第42話 機械の温もり


 その部屋に入るやいなや、先生は今まで感じたことのない、本当に様々な感情が交じった渦中にいると思った。

「人の心の中」と言うべき部屋だった。


 部屋には背丈くらいのスーパーコンピューターが、ちょうど将棋倒しにならない間隔で、左右対称に十台ずつほど置かれてあり、正面には、大きくないモニター、きっと村塾で生徒達が見たであろうものと同じくらいのものが据え付けてあった。

コンピューターの横幅は、まるで石でできた詩人の記念碑のようで、その中に、一体どれくらいの人間の情報が入っているのかと、ふと先生は思った。

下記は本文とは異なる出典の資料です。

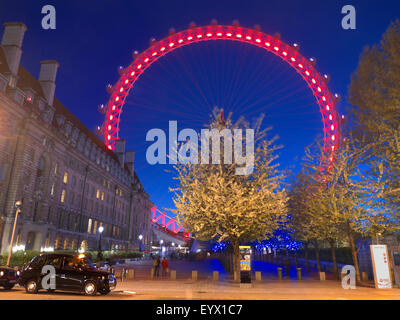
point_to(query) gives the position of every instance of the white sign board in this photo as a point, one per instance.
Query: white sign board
(380, 262)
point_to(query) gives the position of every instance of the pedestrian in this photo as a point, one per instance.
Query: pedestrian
(164, 265)
(156, 265)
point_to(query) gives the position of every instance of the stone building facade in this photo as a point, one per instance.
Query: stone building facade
(69, 183)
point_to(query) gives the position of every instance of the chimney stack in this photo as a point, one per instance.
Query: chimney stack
(130, 160)
(120, 151)
(12, 46)
(47, 79)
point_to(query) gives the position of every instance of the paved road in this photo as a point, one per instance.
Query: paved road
(204, 289)
(142, 288)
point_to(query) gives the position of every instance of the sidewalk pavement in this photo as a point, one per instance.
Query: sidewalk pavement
(264, 290)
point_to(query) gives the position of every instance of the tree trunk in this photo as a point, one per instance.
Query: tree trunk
(306, 256)
(317, 256)
(236, 259)
(354, 254)
(333, 250)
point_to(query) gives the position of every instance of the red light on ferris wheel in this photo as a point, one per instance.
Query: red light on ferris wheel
(208, 33)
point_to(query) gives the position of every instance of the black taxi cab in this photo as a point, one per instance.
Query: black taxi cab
(8, 277)
(72, 273)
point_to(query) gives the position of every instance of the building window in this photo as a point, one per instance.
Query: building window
(90, 226)
(53, 189)
(95, 227)
(66, 242)
(63, 195)
(65, 180)
(74, 244)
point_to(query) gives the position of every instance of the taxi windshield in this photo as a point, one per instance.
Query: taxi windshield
(84, 262)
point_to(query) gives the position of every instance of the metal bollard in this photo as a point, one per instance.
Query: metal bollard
(215, 276)
(131, 274)
(298, 273)
(280, 274)
(364, 276)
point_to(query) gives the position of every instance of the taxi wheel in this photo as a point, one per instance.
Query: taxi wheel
(8, 286)
(31, 286)
(90, 288)
(105, 292)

だがそれ以上に徐々に緊張が高まった。コンピューターからは、本当にごく小さな振動音が聞こえ、それは小動物のうなり声のようだと思ったのは、この部屋に充満しているものが、激しすぎる怒り、逆鱗とでも言うべきものであるとわかっていたからだった。


「おはようございます、ご気分はいかかですか? 」


怒っているとわかっている人間に、先生は穏やかに言った。

この万国共通のような挨拶の言葉を、先生は部屋の主の母国語で言ったので、がらりと、一瞬雰囲気は穏やかなになった気がした。が、鎮めることなど出来はしないことを、了解の上だった。


「君が・・・私を起こしてくれと頼んだそうだな」

年配の男性の声がした。

「はい・・・ご存命であるかどうかまでは、私は知ることは出来ませんでしたので」

「存命・・・私は「消去してくれ」とあれほど頼んだのに・・・」

彼も怒りの矛先を先生に向けるのは正当ではないとわかっている。

研究に協力した上に、約束を反故にされたのだから、こう思うのは当然だ。


「言ったはずなのだがな・・・私を残せば、大変なことになると。

この世界のどこを壊せば瓦解するか、そのことを考える頭脳が無いわけではない。

そういうことに面白みを感じなかったからしなかった。

だが

「完全消去しなかった代償」にやって見てもよいと思っている、

今は」


 その言葉を聞いて、先生は何故か穏やかに微笑んだ。レオナルド・ダ・ヴィンチと同程度と評価された人間が、「悪の権化になる」と言ってわけであるが、このことに全く動じはしなかった。そして


「まずは日本人としてあなたにお礼を申し上げます。あなたは私の国で、本当に多くの子供達を救ってくださった、彼らはみな元気にしています」

「ああ・・・・それは良かった。そういえば男の子・・・雨の日に出会った男の子はどうなったかな」

「緑ですね、今はとても元気です、頭も回る子です」

「その前に会った、小学生のあの女の子は・・・優しすぎて心配だったが・・・・」

「マミです、みんなにママ子と呼ばれていますよ、ママゴトの延長のようなものでしょうが」

「いやいや、それが大事だ、模倣からの創造も重要だ」

とてもうれしそうな声がするとともに、部屋の空気が変わった。彼の心は今、南の島のカクテルのような色の海へと変化していた。彼の生前残したもの、そして死後、人のためにとやったことも、未来へと続く大きな成果なのだ。

しかし、この平和な状態を、先生は、ノアの箱舟の時のような嵐に変える決心を既にしていた。